I have a very large developed (relatively rational) fantasy game world which mostly has medieval technology with some Renaissance technology, and some low-powered magic.
In it, when I was much younger, I mapped a great lake with several islands connected by seven very long bridges. The map style is rough and large-scale, so their lengths are not necessarily as long as they appear on the map. On the large scale map, the bridges are drawn as if they were 10 - 25 kilometers long.
I soon realized these were excessively long (longer than modern bridges), but not before my players learned about them.
Rationalizations I invoked to explain / retcon them included:
They may really only be bridging at most 15 kilometers and usually less, due to the real details at smaller scale.
Each bridge shown might actually be a series of many small islands not shown and the bridges could be a series of little islands connected by bridges.
Some or all of them might be wooden floating bridges.
The lake might be quite shallow where the bridges are.
Parts of them may be piled rocks in the shallow water that make a path above the surface.
It may have taken hundreds of years to build them.
The great lake might be a massive caldera from an ancient eruption (it's sort of the right shape) and there could still be a hot spot below. So maybe these bridges are along ridges and/or archipelagos formed along cracks where magma rose up connecting the central island to the edges along three winding but roughly radial paths.
There is at least a reason for them to have been built: there is a very industrious and clever nation whose capital is on the main central island, and their main source of wealth involves mining in mountains on the islands.

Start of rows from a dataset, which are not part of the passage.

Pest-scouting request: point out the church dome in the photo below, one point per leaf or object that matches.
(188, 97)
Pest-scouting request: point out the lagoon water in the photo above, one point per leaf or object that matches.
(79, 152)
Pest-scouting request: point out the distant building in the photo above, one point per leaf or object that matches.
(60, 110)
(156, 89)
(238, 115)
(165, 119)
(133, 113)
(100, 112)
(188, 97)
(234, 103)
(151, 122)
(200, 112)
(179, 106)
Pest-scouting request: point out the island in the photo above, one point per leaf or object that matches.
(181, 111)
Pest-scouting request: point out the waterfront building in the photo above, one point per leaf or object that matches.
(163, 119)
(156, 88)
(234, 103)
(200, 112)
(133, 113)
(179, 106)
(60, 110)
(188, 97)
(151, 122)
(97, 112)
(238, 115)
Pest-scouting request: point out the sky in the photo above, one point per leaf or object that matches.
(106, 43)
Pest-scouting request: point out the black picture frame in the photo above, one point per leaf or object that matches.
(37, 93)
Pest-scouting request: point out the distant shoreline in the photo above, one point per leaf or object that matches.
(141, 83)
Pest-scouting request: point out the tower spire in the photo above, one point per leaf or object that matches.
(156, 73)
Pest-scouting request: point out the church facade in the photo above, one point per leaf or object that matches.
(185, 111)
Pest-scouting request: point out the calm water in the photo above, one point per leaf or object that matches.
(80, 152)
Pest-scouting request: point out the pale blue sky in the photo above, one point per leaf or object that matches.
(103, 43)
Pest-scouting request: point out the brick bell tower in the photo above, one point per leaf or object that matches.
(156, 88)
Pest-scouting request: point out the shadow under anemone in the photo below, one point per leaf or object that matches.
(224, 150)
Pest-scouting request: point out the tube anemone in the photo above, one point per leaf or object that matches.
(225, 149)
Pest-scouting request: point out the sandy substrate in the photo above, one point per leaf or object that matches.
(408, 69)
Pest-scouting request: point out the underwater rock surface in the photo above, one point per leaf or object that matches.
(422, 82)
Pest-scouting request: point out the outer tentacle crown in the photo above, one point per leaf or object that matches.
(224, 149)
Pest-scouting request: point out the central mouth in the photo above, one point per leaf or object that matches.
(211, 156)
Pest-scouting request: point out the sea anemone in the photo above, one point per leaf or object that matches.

The lake provides great defensive and transport benefits. (In hindsight though, they could probably do all right with just ships and ferries.)
The bridges do need to be able to bear the weight of horse-drawn wagons, and the marching of armies.

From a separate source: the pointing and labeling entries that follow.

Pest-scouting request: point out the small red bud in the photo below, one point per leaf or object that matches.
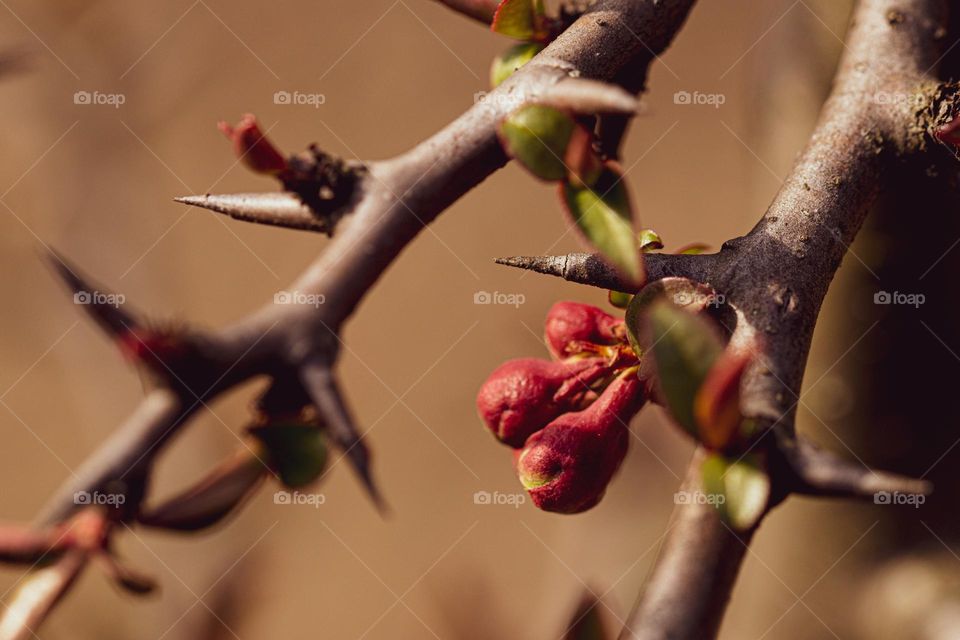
(571, 325)
(159, 350)
(523, 395)
(567, 465)
(253, 148)
(950, 132)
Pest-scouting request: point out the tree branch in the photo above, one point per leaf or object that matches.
(776, 277)
(391, 202)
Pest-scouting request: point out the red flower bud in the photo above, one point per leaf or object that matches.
(253, 148)
(571, 325)
(566, 466)
(523, 395)
(950, 132)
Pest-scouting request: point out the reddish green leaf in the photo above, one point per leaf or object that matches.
(519, 19)
(296, 452)
(537, 137)
(604, 215)
(619, 299)
(682, 292)
(584, 166)
(649, 240)
(512, 59)
(684, 348)
(744, 486)
(717, 404)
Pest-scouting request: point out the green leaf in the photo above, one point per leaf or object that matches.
(649, 240)
(619, 299)
(684, 348)
(744, 485)
(681, 291)
(297, 452)
(512, 59)
(516, 19)
(717, 405)
(694, 249)
(537, 136)
(604, 215)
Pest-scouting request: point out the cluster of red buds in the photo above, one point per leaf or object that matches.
(567, 418)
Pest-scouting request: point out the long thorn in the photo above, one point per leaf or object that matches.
(278, 209)
(102, 305)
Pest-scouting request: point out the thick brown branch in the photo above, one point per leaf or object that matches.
(701, 555)
(392, 202)
(776, 277)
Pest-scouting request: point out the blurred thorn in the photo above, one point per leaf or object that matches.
(588, 97)
(101, 304)
(587, 622)
(130, 580)
(481, 10)
(278, 209)
(820, 472)
(38, 593)
(321, 384)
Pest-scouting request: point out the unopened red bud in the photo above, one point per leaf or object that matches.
(253, 148)
(567, 466)
(950, 132)
(521, 396)
(160, 350)
(570, 326)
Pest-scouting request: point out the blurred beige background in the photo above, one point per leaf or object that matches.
(97, 183)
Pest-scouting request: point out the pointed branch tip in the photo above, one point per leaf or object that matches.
(278, 209)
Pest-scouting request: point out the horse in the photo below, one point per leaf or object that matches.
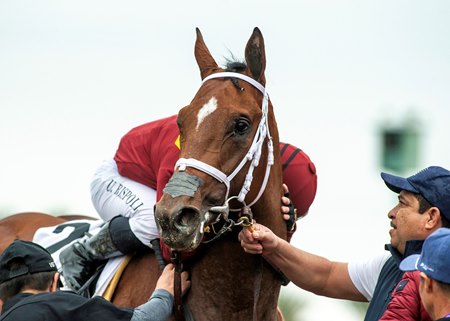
(229, 146)
(226, 283)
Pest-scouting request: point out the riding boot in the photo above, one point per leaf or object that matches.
(80, 260)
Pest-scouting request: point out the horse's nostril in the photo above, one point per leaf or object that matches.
(186, 218)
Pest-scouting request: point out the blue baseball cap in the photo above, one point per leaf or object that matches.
(433, 183)
(434, 260)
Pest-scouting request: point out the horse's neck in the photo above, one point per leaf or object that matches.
(231, 284)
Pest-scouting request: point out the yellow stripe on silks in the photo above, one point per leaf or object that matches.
(177, 142)
(113, 283)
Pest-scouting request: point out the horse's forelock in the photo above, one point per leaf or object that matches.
(235, 66)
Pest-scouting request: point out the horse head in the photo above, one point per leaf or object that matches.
(228, 144)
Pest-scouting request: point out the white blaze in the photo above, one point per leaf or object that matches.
(206, 110)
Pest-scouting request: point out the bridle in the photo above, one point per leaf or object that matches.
(253, 155)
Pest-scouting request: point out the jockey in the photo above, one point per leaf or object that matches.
(125, 189)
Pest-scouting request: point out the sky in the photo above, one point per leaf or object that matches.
(75, 76)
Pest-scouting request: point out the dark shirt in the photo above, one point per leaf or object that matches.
(389, 277)
(62, 305)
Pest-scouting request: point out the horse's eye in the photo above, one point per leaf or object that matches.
(241, 126)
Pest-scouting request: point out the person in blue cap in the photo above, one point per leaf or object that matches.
(29, 282)
(423, 207)
(433, 264)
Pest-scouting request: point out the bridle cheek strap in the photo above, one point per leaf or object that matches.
(253, 155)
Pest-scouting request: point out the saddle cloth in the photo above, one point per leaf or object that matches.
(57, 238)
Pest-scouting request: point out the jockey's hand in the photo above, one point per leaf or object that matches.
(166, 280)
(259, 241)
(287, 208)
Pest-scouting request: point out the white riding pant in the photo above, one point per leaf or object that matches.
(113, 195)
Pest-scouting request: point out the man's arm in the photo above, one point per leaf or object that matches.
(308, 271)
(159, 306)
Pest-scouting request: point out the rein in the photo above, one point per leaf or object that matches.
(253, 155)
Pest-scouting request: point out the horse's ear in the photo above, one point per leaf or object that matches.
(255, 56)
(205, 61)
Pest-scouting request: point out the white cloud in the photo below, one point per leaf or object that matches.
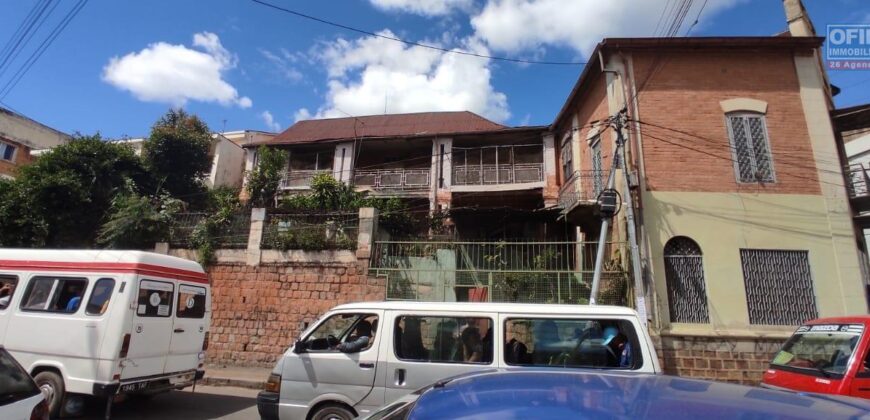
(423, 7)
(367, 72)
(517, 25)
(176, 74)
(270, 121)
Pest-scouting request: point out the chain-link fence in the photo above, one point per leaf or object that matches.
(523, 272)
(310, 231)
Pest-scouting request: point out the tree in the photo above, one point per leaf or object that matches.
(62, 198)
(177, 153)
(264, 180)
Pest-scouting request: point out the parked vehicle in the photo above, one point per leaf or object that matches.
(103, 322)
(414, 344)
(20, 398)
(562, 394)
(828, 356)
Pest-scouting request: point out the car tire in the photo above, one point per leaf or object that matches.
(51, 385)
(333, 412)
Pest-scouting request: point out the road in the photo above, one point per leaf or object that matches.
(207, 402)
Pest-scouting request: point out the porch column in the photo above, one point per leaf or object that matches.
(551, 183)
(342, 162)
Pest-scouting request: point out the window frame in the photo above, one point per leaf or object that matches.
(91, 296)
(171, 299)
(17, 282)
(635, 340)
(33, 280)
(745, 115)
(398, 316)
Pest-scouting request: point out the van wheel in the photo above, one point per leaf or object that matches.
(51, 385)
(333, 412)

Some magic could be used, but the less, the better.
Some "ancient artifact" high-tech might be a last-ditch sort of explanation.
So my question is, whether anyone can see a plausible reasonable way to explain how these bridges were built and continue to be maintained, using the least excessive, least magical, least post-Renaissance technology feasible?
If not, how much should I revise the map details to make the bridge paths be chains of islands linked by smaller bridges and/or ferry routes?
Edit: FYI, as requested, below is a very crude map. (I haven't posted the actual map because a major element of the game is about discovering the game world's details.) The numbers by the bridges indicate the rough distances in kilometers that need to be bridged somehow, though possibly by inventing chains of small islands along them.
Edit 2: Changed my mis-used of the word "span" to "bridge" - they just need to cross the distance, often through shallow water, not to engineer impossible single spans through the air.